Who Is Chang Song-min, the Man Behind the Kim Jong-un Death Rumors?
Note to anyone researching North Korea: Always check the sources.
The National Interest
August 26, 2020
The source for the latest rumor that Kim Jong-un is on his death bed is the same retired Korean political secretary who reported that Kim Jong-un died earlier this year.
Chang Song-min is an eccentric former political aide of Kim Dae-jung and a North Korea hawk. At one point, he was President Kim’s political secretary, and he was elected to the National Assembly at age 39. But what looked like a bright career ahead of him ran into a pothole in 2002 when he was removed from the Assembly for violating election law. One of his campaign managers was convicted of paying sums of money to election officials.
He tried to run again in the same district but only won 11 percent of the vote. Since then, he has mostly stayed out of direct participation in electoral politics, but he has written a few books about policy, taken positions with issue groups, and hosted a TV show, which was reprimanded by authorities for spreading slanderous false claims.
In 2013, his television show, “Chang Sŏng-min’s Issue Tank,” which was broadcast on TV Chosun, hosted a North Korean refugee who falsely claimed that the 1980 Gwangju Uprising, a key moment in the democratization of South Korea, had been infiltrated by units of the North Korean military.
The Gwangju Uprising is still a touchy issue in Korea forty years later. Students, laborers and citizens of the metropolitan city, the largest in the Honam/Jeolla region, rose up and formed a citizens’ militia to take control of the city after military police fired on and killed locals near Gwangju Station. After the first wave of soldiers, who had been sent in to enforce nationwide martial law, retreated, more troops came in on May 27 to retake control of the city, killing hundreds. For years, the events of Gwangju were covered up by the authoritarian Chun Doo-hwan government and Chun’s democratically-elected successor, but the spirit of Gwangju yet motivated the activists who kept fighting to win democracy in 1987.
While the Korean government today officially recognizes Gwangju as a key event in its history progressing towards democracy, there still exists a split in how liberals and hardcore conservatives view it. Many of the students and activists involved in the broader Korean democracy movement and especially in Gwangju, a progressive city, indeed held left-wing views and some even professed sympathy or support for socialism. However, the conspiracy theory that North Korea was itself directly involved, which sometimes is raised by right-wing commentators, cannot be substantiated by anything.

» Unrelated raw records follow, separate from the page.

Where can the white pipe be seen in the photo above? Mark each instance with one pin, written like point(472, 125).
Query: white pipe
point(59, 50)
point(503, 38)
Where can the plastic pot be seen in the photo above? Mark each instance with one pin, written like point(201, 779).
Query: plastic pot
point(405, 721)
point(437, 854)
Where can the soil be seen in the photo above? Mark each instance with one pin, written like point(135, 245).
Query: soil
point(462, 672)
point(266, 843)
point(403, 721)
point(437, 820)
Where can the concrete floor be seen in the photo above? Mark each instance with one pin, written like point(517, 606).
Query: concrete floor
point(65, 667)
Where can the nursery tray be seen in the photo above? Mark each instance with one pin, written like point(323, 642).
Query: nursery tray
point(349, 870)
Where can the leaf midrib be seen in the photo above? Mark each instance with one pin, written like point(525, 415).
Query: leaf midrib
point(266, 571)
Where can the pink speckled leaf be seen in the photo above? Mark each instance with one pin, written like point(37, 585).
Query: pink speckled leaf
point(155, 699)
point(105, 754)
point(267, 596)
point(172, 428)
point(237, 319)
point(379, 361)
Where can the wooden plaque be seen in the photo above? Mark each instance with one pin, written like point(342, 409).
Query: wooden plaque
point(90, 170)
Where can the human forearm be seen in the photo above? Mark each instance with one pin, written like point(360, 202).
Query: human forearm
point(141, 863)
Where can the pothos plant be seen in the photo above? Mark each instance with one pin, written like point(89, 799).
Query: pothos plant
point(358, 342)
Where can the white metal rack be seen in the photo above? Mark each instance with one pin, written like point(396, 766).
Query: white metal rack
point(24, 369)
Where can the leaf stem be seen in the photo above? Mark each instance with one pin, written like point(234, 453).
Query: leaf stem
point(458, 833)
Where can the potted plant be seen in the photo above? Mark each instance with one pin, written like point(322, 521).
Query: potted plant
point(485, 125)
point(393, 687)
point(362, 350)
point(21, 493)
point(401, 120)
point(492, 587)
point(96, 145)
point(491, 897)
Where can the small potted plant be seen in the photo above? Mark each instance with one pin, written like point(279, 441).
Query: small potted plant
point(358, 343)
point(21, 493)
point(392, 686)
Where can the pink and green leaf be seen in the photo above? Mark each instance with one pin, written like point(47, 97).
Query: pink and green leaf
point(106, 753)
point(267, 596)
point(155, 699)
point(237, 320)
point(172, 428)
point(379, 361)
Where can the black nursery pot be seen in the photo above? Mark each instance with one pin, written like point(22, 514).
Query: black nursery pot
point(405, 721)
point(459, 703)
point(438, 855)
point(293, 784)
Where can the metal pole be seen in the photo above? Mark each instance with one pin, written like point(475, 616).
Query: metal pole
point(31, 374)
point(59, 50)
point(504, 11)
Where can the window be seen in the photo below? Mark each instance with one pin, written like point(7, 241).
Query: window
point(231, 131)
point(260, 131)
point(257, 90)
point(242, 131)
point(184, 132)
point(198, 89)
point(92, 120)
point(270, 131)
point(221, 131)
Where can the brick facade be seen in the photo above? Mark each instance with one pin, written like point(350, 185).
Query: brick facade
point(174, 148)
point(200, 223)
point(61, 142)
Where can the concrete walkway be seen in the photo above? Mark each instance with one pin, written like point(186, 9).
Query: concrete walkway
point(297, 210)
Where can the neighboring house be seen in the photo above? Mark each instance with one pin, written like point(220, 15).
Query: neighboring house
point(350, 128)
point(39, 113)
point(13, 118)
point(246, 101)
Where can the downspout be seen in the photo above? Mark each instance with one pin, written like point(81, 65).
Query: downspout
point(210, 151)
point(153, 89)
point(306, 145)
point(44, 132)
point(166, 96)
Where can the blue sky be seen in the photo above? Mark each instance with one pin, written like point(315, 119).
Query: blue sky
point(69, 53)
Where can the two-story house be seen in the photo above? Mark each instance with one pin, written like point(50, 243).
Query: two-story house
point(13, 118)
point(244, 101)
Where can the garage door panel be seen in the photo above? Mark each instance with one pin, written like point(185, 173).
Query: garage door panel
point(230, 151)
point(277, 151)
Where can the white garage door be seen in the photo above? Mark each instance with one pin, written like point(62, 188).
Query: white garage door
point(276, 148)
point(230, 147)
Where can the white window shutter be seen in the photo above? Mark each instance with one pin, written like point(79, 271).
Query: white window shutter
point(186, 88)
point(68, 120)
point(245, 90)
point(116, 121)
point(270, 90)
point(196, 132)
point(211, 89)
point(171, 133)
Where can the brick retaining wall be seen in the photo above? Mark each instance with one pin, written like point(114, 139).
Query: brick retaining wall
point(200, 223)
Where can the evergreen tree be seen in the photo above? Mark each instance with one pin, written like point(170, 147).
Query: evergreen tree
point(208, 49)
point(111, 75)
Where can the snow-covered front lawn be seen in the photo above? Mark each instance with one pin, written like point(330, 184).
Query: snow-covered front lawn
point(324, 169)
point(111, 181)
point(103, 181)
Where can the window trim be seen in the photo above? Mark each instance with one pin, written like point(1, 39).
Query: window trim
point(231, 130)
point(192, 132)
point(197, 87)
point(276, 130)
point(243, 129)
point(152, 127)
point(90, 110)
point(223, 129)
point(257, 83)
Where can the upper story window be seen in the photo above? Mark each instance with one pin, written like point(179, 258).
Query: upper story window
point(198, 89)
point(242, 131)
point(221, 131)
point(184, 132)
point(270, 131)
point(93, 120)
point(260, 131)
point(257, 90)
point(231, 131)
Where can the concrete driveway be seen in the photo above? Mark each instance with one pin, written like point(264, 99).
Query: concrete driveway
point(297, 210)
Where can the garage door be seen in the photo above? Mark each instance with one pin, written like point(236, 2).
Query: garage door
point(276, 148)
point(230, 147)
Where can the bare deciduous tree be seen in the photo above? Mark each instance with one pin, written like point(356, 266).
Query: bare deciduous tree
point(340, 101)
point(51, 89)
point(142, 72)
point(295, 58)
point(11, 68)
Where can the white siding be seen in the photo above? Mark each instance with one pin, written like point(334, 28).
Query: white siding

Hence, after the broadcast ran, the liberal-leaning party, the Democratic Party, requested the communications bureau to investigate. The Korea Communications Commission (KCC) ruled that the program had violated laws regarding fairness and standards and a majority of members voted to issue a legally-binding warning.
Chang denied that the views expressed by the North Korean refugees represented his views, but nonetheless, when he tried to run for president in 2017, the People’s Party refused to let him join over the 2013 controversy. (In addition to being a progressive party at the time, the People’s Party was based in the Jeolla region, where the uprising took place.) Instead he formed his own party and won 0.01 percent of the vote.

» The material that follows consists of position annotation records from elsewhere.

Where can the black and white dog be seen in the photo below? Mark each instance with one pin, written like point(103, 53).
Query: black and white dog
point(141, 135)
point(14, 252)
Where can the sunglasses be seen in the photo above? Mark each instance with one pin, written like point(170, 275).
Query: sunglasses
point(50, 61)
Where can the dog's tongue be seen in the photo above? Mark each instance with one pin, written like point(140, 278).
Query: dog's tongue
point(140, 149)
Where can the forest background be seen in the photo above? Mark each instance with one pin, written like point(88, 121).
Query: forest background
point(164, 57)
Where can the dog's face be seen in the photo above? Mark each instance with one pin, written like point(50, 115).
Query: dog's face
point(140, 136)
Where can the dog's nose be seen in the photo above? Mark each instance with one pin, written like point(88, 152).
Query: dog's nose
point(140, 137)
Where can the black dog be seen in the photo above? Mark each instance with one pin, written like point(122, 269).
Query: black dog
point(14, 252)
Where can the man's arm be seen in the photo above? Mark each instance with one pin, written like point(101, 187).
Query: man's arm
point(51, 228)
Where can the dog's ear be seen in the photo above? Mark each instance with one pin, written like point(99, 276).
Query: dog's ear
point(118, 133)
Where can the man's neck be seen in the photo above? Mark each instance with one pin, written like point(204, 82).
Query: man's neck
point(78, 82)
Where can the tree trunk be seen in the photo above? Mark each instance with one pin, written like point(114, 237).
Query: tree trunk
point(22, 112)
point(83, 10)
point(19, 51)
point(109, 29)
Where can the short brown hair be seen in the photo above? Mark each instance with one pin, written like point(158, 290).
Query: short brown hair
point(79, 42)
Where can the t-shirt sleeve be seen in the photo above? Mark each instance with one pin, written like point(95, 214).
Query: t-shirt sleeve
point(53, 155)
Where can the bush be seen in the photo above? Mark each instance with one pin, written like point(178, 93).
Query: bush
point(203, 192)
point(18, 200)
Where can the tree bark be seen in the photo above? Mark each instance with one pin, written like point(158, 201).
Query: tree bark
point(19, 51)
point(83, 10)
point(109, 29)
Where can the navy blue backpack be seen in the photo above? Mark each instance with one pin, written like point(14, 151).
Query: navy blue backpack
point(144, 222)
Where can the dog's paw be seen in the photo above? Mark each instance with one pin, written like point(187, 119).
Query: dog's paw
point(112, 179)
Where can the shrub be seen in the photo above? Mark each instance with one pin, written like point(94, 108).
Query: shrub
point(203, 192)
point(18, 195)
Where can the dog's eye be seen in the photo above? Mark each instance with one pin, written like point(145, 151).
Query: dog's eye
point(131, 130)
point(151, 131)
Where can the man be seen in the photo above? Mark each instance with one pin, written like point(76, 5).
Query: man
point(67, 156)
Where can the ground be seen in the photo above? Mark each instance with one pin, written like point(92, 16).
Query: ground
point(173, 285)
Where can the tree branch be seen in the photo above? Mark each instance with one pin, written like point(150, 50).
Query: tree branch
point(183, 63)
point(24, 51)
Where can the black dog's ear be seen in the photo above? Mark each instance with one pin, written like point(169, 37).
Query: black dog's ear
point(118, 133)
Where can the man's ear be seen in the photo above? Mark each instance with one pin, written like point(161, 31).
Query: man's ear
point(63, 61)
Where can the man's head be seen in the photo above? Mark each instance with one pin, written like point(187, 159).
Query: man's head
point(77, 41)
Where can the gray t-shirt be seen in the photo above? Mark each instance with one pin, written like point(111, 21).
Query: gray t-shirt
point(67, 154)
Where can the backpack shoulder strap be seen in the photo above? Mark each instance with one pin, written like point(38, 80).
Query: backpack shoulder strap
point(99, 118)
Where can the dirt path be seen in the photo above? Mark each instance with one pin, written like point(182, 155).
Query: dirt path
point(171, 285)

Over his years as host, Chang was frequently criticized for being biased and sensationalistic, and “Issue Tank” had been investigated by the KCC multiple times. In 2015, the commission issued a “caution,” one degree below a “warning,” following his emphasizing speculation about members of the opposition party being involved in a scandal. And in 2016, he accused the Democratic Party of being aligned with North Korea.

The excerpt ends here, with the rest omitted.